Но Симаниха была не из тех, от кого легко отделаться. Подозрительно осмотрев комнату, особенно угол, где висела икона, она спросила:
— А почему ты, Перушко, не идешь в четники? Ты ведь старый солдат.
— Короля я уважаю, да ведь и дома дел много, — ответил старик.
— Тогда скажи, куда делся из этого угла портрет короля?
— Какое твое дело! Может, раму красить собираюсь… Тебя это не касается.
— Наши мужики кровь проливают, а ты со свиньями тут возишься, — и Симаниха направилась к выходу.
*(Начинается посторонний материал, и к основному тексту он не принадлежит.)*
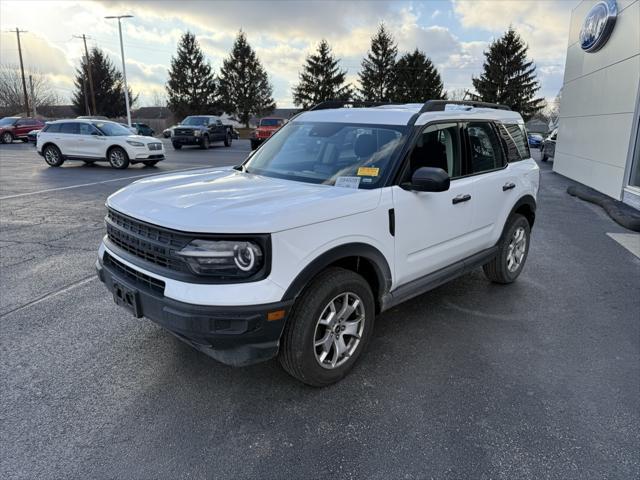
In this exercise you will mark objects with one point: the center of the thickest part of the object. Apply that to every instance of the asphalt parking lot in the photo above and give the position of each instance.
(539, 379)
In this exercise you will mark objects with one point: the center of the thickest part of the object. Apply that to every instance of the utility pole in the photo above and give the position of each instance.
(24, 82)
(124, 69)
(33, 95)
(89, 74)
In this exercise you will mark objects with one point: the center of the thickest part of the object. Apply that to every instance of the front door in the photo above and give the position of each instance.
(434, 229)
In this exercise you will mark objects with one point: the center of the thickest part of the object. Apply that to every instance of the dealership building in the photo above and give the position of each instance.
(598, 142)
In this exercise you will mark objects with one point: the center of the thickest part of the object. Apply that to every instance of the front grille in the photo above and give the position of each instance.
(145, 241)
(140, 279)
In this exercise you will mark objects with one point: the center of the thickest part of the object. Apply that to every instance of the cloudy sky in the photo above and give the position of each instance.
(453, 33)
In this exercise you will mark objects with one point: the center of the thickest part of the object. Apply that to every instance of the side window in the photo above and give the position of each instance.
(439, 147)
(72, 128)
(515, 142)
(86, 128)
(485, 149)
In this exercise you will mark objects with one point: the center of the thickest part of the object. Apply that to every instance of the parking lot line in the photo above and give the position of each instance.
(26, 194)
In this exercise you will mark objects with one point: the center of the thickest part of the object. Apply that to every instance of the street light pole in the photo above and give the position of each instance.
(124, 69)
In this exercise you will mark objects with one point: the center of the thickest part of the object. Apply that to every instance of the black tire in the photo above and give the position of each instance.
(499, 270)
(52, 156)
(118, 158)
(298, 350)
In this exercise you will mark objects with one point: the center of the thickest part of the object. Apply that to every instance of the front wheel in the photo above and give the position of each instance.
(118, 158)
(329, 328)
(512, 251)
(52, 156)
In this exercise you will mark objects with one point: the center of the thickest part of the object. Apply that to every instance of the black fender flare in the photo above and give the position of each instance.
(331, 256)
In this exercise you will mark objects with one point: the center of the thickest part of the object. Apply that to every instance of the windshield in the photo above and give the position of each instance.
(339, 154)
(195, 121)
(271, 122)
(111, 129)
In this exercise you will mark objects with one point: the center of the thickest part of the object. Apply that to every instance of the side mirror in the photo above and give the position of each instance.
(429, 179)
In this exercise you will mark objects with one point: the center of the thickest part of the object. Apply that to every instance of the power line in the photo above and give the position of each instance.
(24, 83)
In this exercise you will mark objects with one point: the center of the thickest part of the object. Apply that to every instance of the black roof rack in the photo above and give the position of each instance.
(439, 105)
(327, 104)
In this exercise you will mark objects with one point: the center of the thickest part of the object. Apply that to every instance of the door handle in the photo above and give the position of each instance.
(461, 198)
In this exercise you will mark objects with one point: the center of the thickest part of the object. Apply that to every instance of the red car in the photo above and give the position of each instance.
(266, 128)
(12, 128)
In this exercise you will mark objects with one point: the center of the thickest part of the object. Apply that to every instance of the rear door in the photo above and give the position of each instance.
(434, 229)
(497, 185)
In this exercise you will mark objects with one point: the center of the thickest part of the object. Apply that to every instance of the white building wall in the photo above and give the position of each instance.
(599, 100)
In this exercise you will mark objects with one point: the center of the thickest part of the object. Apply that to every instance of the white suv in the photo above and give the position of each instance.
(340, 215)
(95, 141)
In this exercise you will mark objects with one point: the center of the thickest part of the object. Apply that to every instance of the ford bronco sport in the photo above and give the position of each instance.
(341, 214)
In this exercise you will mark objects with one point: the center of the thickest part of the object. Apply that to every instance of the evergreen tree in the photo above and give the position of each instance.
(244, 88)
(376, 77)
(508, 77)
(416, 79)
(321, 79)
(191, 86)
(108, 85)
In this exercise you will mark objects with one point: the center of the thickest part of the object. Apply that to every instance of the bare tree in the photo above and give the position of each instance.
(11, 93)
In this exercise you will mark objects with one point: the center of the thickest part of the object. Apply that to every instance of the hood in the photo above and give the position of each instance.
(228, 201)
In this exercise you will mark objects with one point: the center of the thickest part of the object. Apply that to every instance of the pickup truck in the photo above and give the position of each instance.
(201, 130)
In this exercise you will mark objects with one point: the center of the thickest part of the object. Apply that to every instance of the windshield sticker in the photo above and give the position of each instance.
(368, 171)
(348, 182)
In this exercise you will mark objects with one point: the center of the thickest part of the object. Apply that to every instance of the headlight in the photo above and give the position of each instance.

Как-то под вечер в селе совершенно неожиданно появился Проле в сопровождении Округлицы, Йованчича и Йокана. Солнце было уже у самого горизонта, и освещенные его прощальными лучами облака бросали багряный отблеск на воды Пливы. В красном зареве заката гранитные вершины Виторога казались горящими факелами, отгонявшими темноту.
Дождь прекратился еще на рассвете, и за день солнце успело покрыть землю тонкой сухой корочкой, под которой еще была грязь. На перекрестке партизаны разделились: Округлица, Йованчич и Йокан поехали к нижним домам, а Проле направил коня прямо к избе Перушко.
Перушко только что разделал на ремни сырую овечью шкуру и собирался лезть на чердак, чтобы развесить ремни для просушки, как услышал конский топот. Отложив инструменты, он соскочил со скамейки и прильнул к окну. Узнав всадника, дед вздрогнул, словно перед ним было привидение.
— Проле несет на мою голову! Что теперь со мной будет! Неужели он прослышал про мои речи и приехал меня допрашивать? Ох… Ох… — Перушко согнулся, словно от невыносимой боли в животе.
Проле в это время сошел с коня, привязал его к колоде около хлева и направился к дому. Негромко постучал в дверь. На его стук отозвалась сноха Перушко.
— Дед дома? — спросил ее Проле.
— Дома, — боязливо ответила она.
— Вот и хорошо. — И он шагнул через порог в коридор.
— Входи, входи, комиссар, моя хата всегда открыта для доброго гостя! — крикнул Перушко, стоявший у двери в горницу. На лице его было самое добродушное выражение.
Проле поздоровался и прошел в комнату. Огляделся и сказал:
— Я завернул тебя оповестить.
— Ну-у, о чем? — нараспев спросил дед.